Data retention article

July 23, 2012 |

In today’s punch Lisa Cairpis has written a fascinating article titled Who’s surveilling the surveillance cops?

It provides:

Last week I was grilled by Derryn Hinch of 3AW Drive fame about my legal complaint against Victoria Police for their retention of footage taken of me at a peaceful protest in 2010. Derryn wanted to know what I was so concerned. “If you’ve done nothing wrong, if you’ve got nothing to hide, then why does it bother you?”, he was basically asking.

Three’s a crowd… At a certain point, this all gets a little over the top

It’s not just about the mere fact that there is footage of me. I’m also concerned about the logic that runs behind the very act of collecting and holding on to the footage. I am worried about the ways in which that footage could be used, or combined with other footage and information collected from other events, if indeed it can be retained.

The Victorian Civil and Administrative Tribunal (VCAT) last week heard arguments about the retention of footage of me by Victoria Police. The potential intelligence value of that footage was one reason put forward as to why the police cannot destroy the footage or de-identify my image. The Tribunal will make a decision in the coming months about whether the reasons given by the police are consistent with Victoria’s privacy and human rights laws.

This case, however, is just one sliver of a broader surveillance issue that should create concern for privacy and democratic rights.

Last week the government released proposals to massively expand the surveillance powers of Australia’s intelligence agencies to enable them, among other things, to intercept emails and information posted on sites like Facebook and Twitter. The number of ASIO (Australian Security Intelligence Office) staff, Australia’s primary domestic intelligence agency with an annual budget in 2010 of close to $4.5 million, has already trebled since 2001.

Earlier this year, news reports revealed the systematic spying on environmental groups by police, both state and federal, ASIO and even private companies via out-sourcing arrangements.

It’s not the first time the surveillance practices of police and other state authorities have been called into question. In December 2009, the police entered into a data sharing agreement to give the private companies behind the Victorian desalination plant access to police intelligence on desal protesters. An independent report found the agreement was in breach of human rights, information privacy and law enforcement data security laws.

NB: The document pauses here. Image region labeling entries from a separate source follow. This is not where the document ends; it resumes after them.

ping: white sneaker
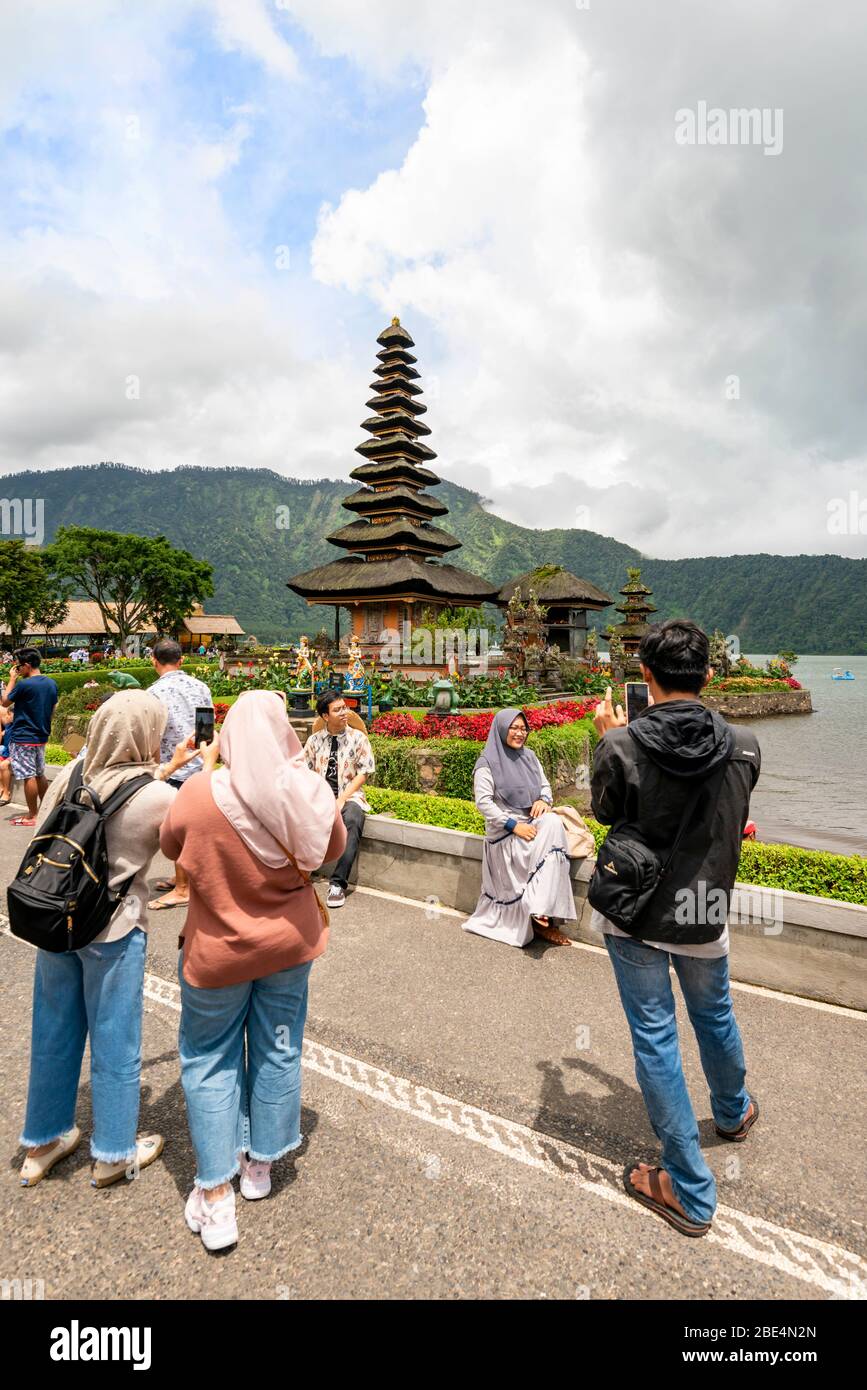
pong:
[240,1154,271,1202]
[183,1187,238,1250]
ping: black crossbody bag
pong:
[588,758,729,933]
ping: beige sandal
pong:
[90,1134,165,1187]
[21,1125,81,1187]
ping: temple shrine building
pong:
[288,318,496,661]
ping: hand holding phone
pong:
[193,705,214,748]
[624,681,650,724]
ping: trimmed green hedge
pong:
[365,787,867,906]
[370,720,597,801]
[37,662,157,695]
[364,787,485,835]
[368,734,424,805]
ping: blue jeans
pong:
[604,933,750,1222]
[21,927,147,1163]
[178,955,313,1188]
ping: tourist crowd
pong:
[13,620,760,1250]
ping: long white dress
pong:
[463,767,577,947]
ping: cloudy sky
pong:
[0,0,867,557]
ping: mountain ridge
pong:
[4,463,867,655]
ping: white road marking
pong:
[145,974,867,1300]
[0,915,867,1300]
[354,888,867,1023]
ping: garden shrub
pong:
[368,787,867,906]
[364,787,485,835]
[51,677,114,744]
[365,734,421,801]
[370,714,597,801]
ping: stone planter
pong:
[702,689,813,720]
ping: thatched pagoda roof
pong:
[497,564,614,609]
[289,555,496,607]
[328,517,460,555]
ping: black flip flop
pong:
[714,1095,759,1144]
[624,1162,710,1236]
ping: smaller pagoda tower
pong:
[607,567,656,670]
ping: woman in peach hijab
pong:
[160,691,346,1250]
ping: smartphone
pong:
[624,681,650,724]
[195,705,214,748]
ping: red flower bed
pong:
[371,699,599,741]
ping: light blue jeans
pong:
[178,954,313,1188]
[19,927,147,1163]
[604,933,750,1222]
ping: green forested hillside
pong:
[4,464,867,655]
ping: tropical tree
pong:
[46,525,214,651]
[0,539,69,646]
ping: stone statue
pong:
[346,635,365,691]
[295,637,313,689]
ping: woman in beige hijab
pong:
[160,691,346,1250]
[21,691,196,1187]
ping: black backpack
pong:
[588,758,729,935]
[6,759,153,951]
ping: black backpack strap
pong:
[65,758,85,801]
[101,773,153,819]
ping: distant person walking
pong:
[0,646,58,827]
[589,619,761,1236]
[304,691,377,908]
[160,691,346,1250]
[147,637,214,912]
[21,691,198,1187]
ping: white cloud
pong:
[307,3,867,555]
[211,0,299,81]
[0,0,867,556]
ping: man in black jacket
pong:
[592,619,761,1236]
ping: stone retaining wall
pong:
[702,689,813,720]
[322,816,867,1009]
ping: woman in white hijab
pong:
[463,709,577,947]
[21,691,196,1187]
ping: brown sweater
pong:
[160,773,346,990]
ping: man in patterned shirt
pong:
[304,691,377,908]
[147,637,214,912]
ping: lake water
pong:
[738,656,867,855]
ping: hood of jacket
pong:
[628,699,735,777]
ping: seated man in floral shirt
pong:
[304,691,377,908]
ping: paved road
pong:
[0,800,867,1300]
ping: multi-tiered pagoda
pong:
[607,567,656,669]
[288,318,496,656]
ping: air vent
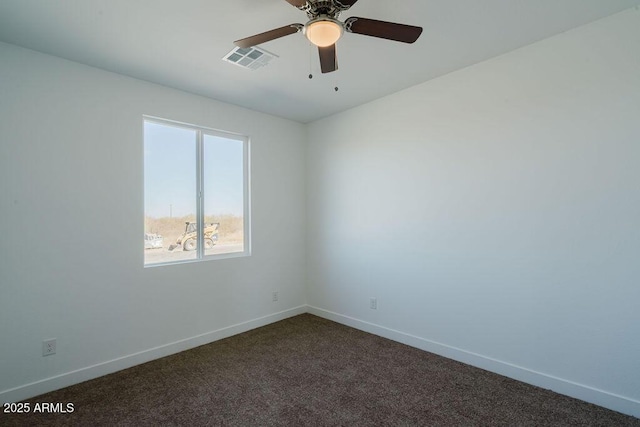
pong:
[222,46,278,70]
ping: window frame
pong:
[141,115,252,268]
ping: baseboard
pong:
[0,305,307,403]
[307,306,640,418]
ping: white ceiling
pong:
[0,0,640,122]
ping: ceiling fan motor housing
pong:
[300,0,351,19]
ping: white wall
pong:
[0,44,306,401]
[307,10,640,416]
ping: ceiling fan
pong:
[234,0,422,73]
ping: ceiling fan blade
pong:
[233,24,303,48]
[344,17,422,43]
[285,0,307,8]
[318,44,338,74]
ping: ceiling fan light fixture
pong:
[304,17,343,47]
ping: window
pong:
[144,118,250,266]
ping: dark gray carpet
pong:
[0,314,640,426]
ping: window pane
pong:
[144,121,197,264]
[203,135,245,255]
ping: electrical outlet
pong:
[42,338,56,356]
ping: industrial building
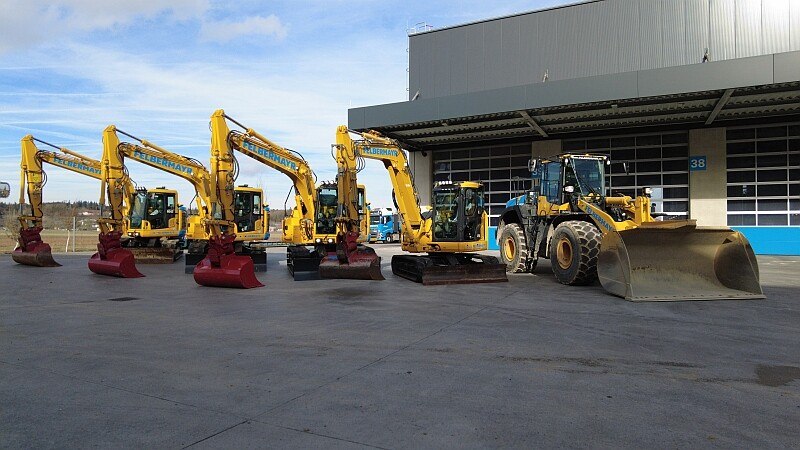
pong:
[349,0,800,255]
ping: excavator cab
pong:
[128,188,178,232]
[433,183,486,242]
[314,183,339,235]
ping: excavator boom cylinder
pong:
[597,222,765,301]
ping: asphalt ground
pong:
[0,248,800,449]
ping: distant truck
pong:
[369,208,400,244]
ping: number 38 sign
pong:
[689,156,706,170]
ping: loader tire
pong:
[500,223,528,273]
[550,220,601,286]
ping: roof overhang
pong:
[348,52,800,150]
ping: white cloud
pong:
[0,0,210,53]
[200,14,287,42]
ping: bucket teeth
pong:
[193,254,264,289]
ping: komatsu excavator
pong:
[332,126,508,285]
[11,134,123,267]
[206,109,368,280]
[497,154,764,301]
[90,125,269,286]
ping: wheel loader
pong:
[497,154,764,301]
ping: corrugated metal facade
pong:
[409,0,800,98]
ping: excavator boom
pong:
[11,135,109,267]
[337,126,508,284]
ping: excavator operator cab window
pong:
[316,186,339,234]
[233,192,261,232]
[433,188,461,241]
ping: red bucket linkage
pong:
[89,231,144,278]
[194,235,264,289]
[11,227,61,267]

Looking at these broader surveillance trends in Australia raises some questions. On the one hand, you could argue that government authorities holding on to information ‘just in case’ is a prudent approach to risk management. Let’s get as much information on people as we (lawfully) can and that way we can be sure that if the occasion should arise that proves it does contain something of value, we’ve got that info.

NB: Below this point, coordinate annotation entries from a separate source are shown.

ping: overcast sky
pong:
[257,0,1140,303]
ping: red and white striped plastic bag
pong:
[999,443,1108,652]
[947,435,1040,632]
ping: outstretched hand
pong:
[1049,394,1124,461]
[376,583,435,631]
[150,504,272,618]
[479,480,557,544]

There are two problems with this logic.

First, it involves a characterisation of certain individuals or groups as a threat. Drill down into this some more and you have to ask: Why are these individuals and groups a threat? How much of a threat? To whom? There is something unnerving about a blanket characterisation and suspicion of people at for example a climate change protest that is said to warrant the indefinite retention of footage taken of them.

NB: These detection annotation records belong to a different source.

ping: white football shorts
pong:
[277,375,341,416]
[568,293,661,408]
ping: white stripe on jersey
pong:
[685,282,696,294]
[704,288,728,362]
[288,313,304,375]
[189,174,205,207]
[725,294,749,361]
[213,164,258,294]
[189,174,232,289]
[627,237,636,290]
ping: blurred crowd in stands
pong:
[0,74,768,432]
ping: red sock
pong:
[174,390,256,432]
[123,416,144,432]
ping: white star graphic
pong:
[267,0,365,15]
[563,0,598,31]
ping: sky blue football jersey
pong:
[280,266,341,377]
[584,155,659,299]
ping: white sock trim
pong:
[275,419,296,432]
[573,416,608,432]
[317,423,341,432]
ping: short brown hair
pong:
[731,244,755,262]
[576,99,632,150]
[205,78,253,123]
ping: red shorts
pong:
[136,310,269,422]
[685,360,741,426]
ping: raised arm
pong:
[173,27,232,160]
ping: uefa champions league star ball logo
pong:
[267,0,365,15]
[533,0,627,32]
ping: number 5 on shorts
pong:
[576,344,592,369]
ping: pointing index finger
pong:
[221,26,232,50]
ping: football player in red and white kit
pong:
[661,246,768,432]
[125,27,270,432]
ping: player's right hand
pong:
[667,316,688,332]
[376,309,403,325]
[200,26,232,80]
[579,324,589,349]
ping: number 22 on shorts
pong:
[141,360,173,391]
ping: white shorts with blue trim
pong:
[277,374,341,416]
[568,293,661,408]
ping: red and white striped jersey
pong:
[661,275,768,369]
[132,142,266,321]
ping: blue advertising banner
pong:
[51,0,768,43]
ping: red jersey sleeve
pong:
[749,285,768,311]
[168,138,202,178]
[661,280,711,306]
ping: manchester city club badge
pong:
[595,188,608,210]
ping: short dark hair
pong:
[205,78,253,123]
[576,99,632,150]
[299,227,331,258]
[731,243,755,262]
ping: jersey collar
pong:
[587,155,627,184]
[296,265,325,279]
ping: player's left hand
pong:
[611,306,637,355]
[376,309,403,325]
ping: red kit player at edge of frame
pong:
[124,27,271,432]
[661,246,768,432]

Second, this approach has real impacts on people and their information privacy and human rights, including the right to privacy, freedom of expression and freedom of peaceful assembly. Victoria and the ACT are the only jurisdictions with dedicated human rights protections.

These kinds of surveillance practices can have a “chilling effect” on people’s behaviour, changing the way people behave and express their political views – undermining democratic rights. Sure, these rights need to be balanced against other interests such as national security, but this balancing exercise must involve more than simply sweeping these rights under the carpet whenever the ‘security’ wildcard is played.

If we’re going to widen surveillance powers to allow greater collection of information about our private lives and activities then there is a critical need to make sure those powers are subject to certain checks and balances – particularly when it comes to the retention and use of that information.

The temptation to use powers for purposes and against people for which they were not intended is just too great. The case of the local council In the UK, which claimed that it was lawful for it to covertly spy on a family it suspected of lying about where they lived to get into a particular local school is one example. Commenting on that case a legal officer for the NGO, Liberty, said:

“Former ministers claimed that the innocent had nothing to fear but the sinister treatment of [the family] proves that these powers need to be far more tightly restricted and supervised.”

In light of past experience I think there are reasons to be concerned about the nature and the proposed expansion of surveillance powers in Australia. I can’t imagine I’m the only one.